I read Fifty Shades of Grey recently and it sounded super hot. I want to try some of the stuff I read. What do I do?
November 10, 2016
“Fifty Shades of Grey” by E. L. James is now one of the most popular series in history; it is the best-selling book in Britain. Despite its criticism for “appalling writing,” and even I found a multitude of mistakes, the series was a hit.
For those of you who’ve been living under a rock for the past few years, I’ll catch you up. The trilogy (yes, this nonsense is three complete novels) takes place in sexy Seattle where a virginal Anastasia Steele meets the elusive CEO Christian Grey.

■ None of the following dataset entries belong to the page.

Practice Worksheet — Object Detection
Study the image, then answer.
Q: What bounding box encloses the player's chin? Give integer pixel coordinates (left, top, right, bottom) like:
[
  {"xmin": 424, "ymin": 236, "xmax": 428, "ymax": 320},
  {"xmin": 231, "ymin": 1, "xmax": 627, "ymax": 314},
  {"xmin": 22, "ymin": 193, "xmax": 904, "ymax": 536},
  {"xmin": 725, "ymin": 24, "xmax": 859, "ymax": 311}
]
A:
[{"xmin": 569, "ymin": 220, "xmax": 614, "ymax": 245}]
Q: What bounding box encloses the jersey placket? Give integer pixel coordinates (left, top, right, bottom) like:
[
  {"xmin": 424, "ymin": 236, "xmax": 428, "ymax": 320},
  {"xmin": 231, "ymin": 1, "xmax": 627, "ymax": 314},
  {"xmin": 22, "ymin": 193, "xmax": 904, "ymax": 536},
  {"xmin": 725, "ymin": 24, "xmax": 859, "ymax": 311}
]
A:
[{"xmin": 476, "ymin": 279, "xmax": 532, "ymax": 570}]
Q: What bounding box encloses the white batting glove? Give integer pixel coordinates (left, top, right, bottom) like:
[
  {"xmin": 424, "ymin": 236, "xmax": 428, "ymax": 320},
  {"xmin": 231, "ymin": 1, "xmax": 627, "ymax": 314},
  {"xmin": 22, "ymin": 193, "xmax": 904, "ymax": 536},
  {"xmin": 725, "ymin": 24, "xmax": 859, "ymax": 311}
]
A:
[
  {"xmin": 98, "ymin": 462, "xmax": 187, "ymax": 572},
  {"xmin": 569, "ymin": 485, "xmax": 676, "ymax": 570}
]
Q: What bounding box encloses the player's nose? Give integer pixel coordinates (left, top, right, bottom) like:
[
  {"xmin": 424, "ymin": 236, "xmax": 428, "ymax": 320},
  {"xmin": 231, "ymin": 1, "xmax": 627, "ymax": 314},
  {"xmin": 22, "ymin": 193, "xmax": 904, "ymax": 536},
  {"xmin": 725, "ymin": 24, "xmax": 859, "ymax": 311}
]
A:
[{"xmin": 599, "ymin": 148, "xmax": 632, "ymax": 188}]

They have a few awkward encounters, he stalks her a bit and then she goes home with him to discover he’s into BDSM (bondage and discipline, dominance and submission, and sadism and masochism) Obviously, he wants to make her his sexual submissive. Fun. They go back and forth on if they can have a relationship that meets both their needs. Of course the answer is yes because it’s an erotic novel and they live kinkily ever after.
So there are some major problems here. Firstly, why did people like this garbage? Second, the book portrays kink and BDSM incredibly inaccurately. The book could be retitled “How Not to Do BDSM.” Critics took most issue with the lack of consent in the novel. While Anastasia explicitly consents the majority of the time, she is afraid to communicate what she needs or wants, which is completely against the rules of safe BDSM practices.
Third, the novel portrays Christian’s use of BDSM as an unfortunate side effect from his childhood trauma. The novel is redemptive for Christian when he finally realizes he doesn’t need kinky sex, just Anastasia. Kink and trauma are not inherently related. There is no need to overcome desires for kinky sex because it should be healthy, pleasurable and safe.
Lastly, the books were written as a fanfiction for another popular series, “Twilight” by Stephenie Meyer. Both series have received the same overarching criticism: the books portray an abusive relationship. The isolation of not discussing their relationship with her friends or family, the stalking, the lack of consent and more build to make the relationship unhealthy. Some of these traits are present in BDSM, the difference being that there is clear communication and consent for everything that happens.
So with all of that in mind, how do you start? I would suggest you do a self-check before you start. BDSM is equally mental and physical, so be prepared to be challenged. Are you a good communicator? What parts of the book made you interested? What are your fantasies? Do some research about BDSM and understand some basic terminology. Try to also be open minded about your own kinks and others’. When you know some basics and feel comfortable,you can search in your area for “play parties” or “munches.” You can usually find them online or on websites like Fetlife.